Despite the Russian military’s embarrassing performance to date, Hodges raised a concern for Ukraine and its partners: the rate at which materiel is being used up. “Ammunition consumption” in the Ukrainian conflict, he stated, “is through the ceiling.” The day is coming soon when the number of US weapons supplied to Ukraine, as well as the NLAWs and other Saab-designed systems that have seen action, will have to be curtailed due to a lack of available stocks.

That concern has now spread to members of the US Congress and top Pentagon officials, who have openly discussed whether Javelin and Stinger weapons can be produced at high-enough rates to meet need. It also was a topic for Saab President and CEO Micael Johansson, who in late April said the company is looking to double production of the NLAWS, AT4 and Carl-Gustaf systems. Johansson noted the firm is working on new production lines at its Swedish facilities in Karlskoga and Linköping and at its US plants in Orlando, Fla., and Lillington, N.C, “as quickly as possible” to ramp up “within a year.”

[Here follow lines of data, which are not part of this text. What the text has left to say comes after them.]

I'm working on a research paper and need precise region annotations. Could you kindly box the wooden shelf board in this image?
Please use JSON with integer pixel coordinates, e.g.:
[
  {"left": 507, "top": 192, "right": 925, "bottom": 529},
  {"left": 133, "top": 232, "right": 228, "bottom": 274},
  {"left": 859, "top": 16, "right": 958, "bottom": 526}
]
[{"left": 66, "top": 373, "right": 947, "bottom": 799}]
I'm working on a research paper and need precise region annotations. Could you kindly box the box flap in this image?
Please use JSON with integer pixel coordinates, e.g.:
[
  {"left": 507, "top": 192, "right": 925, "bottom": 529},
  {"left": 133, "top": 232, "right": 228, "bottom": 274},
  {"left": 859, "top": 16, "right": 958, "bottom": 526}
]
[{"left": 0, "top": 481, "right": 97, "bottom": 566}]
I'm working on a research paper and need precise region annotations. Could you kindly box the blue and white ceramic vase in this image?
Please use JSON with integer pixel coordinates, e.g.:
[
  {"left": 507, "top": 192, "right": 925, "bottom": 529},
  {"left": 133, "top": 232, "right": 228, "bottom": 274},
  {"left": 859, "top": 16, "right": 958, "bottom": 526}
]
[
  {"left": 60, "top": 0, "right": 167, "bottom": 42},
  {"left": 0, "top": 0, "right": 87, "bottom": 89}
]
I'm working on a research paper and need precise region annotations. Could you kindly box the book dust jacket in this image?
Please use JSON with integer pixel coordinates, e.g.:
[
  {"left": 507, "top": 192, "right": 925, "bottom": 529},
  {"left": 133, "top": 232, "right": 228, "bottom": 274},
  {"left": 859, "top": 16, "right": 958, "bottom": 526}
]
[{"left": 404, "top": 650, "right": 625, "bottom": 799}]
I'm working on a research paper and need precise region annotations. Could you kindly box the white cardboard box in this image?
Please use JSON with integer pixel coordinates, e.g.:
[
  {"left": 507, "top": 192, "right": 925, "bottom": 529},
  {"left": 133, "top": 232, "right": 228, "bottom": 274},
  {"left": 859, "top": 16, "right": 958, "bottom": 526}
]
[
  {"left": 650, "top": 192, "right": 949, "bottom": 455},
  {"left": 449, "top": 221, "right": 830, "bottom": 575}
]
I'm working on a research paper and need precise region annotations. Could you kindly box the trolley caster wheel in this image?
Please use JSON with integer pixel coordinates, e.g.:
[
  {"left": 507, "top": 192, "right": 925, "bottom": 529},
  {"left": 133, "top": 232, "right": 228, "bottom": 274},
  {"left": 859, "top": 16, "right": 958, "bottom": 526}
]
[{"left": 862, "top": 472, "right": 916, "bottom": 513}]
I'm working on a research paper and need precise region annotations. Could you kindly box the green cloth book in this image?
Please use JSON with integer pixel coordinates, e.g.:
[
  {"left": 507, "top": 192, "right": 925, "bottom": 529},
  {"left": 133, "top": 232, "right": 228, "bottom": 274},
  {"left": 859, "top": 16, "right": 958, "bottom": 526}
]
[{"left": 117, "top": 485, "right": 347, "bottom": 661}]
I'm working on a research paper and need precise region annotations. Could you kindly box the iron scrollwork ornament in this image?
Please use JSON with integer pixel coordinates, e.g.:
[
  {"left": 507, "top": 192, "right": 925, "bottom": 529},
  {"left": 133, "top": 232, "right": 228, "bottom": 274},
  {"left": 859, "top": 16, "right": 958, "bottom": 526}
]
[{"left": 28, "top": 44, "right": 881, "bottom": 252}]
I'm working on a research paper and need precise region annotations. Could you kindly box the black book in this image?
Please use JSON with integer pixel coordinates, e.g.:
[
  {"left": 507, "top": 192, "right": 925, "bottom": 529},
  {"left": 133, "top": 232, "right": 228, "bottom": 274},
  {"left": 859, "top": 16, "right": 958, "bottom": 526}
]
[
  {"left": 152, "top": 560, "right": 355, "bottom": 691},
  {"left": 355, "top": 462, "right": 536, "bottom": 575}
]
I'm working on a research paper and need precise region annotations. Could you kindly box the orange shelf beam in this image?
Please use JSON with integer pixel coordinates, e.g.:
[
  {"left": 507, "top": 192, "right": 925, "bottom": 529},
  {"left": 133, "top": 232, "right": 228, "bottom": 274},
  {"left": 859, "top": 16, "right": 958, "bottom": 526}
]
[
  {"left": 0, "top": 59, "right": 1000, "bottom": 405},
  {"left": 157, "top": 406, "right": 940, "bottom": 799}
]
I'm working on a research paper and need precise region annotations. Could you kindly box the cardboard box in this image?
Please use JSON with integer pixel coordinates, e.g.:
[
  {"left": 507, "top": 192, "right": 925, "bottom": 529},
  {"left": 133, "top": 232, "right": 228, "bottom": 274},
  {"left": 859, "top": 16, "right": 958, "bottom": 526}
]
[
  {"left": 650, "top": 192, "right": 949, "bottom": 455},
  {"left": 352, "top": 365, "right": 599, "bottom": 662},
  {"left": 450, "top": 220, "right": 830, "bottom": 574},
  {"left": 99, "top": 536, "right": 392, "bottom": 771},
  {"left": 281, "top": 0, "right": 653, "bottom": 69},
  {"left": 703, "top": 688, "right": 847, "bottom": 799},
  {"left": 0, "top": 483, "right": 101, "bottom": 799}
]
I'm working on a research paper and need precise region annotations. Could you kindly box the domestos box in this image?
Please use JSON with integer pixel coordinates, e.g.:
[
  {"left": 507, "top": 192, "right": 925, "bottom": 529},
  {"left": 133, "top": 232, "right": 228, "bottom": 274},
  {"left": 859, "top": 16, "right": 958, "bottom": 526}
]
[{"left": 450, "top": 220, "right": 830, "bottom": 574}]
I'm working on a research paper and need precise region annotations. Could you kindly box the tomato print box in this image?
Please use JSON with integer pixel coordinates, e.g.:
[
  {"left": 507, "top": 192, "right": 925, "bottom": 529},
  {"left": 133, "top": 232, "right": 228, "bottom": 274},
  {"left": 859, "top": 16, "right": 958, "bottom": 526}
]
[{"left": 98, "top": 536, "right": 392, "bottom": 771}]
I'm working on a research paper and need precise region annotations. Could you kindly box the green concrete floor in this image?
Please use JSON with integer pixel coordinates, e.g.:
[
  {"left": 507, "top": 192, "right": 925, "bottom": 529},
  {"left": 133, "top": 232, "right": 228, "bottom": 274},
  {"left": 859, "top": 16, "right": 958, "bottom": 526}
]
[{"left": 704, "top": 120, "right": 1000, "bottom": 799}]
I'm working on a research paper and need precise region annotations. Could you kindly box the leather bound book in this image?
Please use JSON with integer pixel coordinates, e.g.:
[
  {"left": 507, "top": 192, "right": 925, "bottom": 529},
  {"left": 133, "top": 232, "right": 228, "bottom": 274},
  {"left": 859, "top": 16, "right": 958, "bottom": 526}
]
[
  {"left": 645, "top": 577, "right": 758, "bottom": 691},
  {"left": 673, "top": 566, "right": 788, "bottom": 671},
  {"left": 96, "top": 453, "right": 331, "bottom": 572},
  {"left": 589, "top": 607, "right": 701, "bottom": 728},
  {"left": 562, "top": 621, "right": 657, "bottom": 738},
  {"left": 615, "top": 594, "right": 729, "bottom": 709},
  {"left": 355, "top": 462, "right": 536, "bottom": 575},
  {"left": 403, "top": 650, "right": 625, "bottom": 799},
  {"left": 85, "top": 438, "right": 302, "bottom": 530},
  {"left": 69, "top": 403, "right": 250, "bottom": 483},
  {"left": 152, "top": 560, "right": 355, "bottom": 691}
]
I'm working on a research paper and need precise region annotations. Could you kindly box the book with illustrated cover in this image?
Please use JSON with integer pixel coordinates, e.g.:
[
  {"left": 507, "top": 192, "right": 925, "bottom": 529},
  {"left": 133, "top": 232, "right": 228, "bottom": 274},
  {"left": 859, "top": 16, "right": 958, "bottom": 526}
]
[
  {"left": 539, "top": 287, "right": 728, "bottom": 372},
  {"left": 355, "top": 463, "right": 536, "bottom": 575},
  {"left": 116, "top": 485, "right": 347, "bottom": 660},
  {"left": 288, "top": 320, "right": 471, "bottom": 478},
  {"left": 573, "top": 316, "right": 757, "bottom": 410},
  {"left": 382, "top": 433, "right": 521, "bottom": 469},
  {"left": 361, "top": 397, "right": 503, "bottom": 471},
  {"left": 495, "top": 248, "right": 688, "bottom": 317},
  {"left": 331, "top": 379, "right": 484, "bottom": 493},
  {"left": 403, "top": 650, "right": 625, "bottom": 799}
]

“There is no one in the world who sells more ground combat systems and the training that goes with it than we do,” said the director of the Dynamics business area of Saab during the trip. “But our order book is currently at a record high level.

“We do not fully know what will happen since the [Ukraine] war has kicked off on Feb. 24. Karlskoga is unique in that we are self-contained in the R&D and production of our systems and we can expand our own production” without excessive reliance on multiple second- and third-tier suppliers, the director said.

“But to for us do so, there is the need to hire more people and to engage in more R&D – a need that is growing. To our credit, implementation problems in the field have been minimized, in that in the introduction of new launchers like the M4 we have ensured backwards compatibility in that they can still fire all of the previous-generation rounds.”

But, increasing Saab’s production will require long-range commitments to larger orders from the Swedish MoD and other customers – thereby creating the necessary economies of scale, said another Saab official.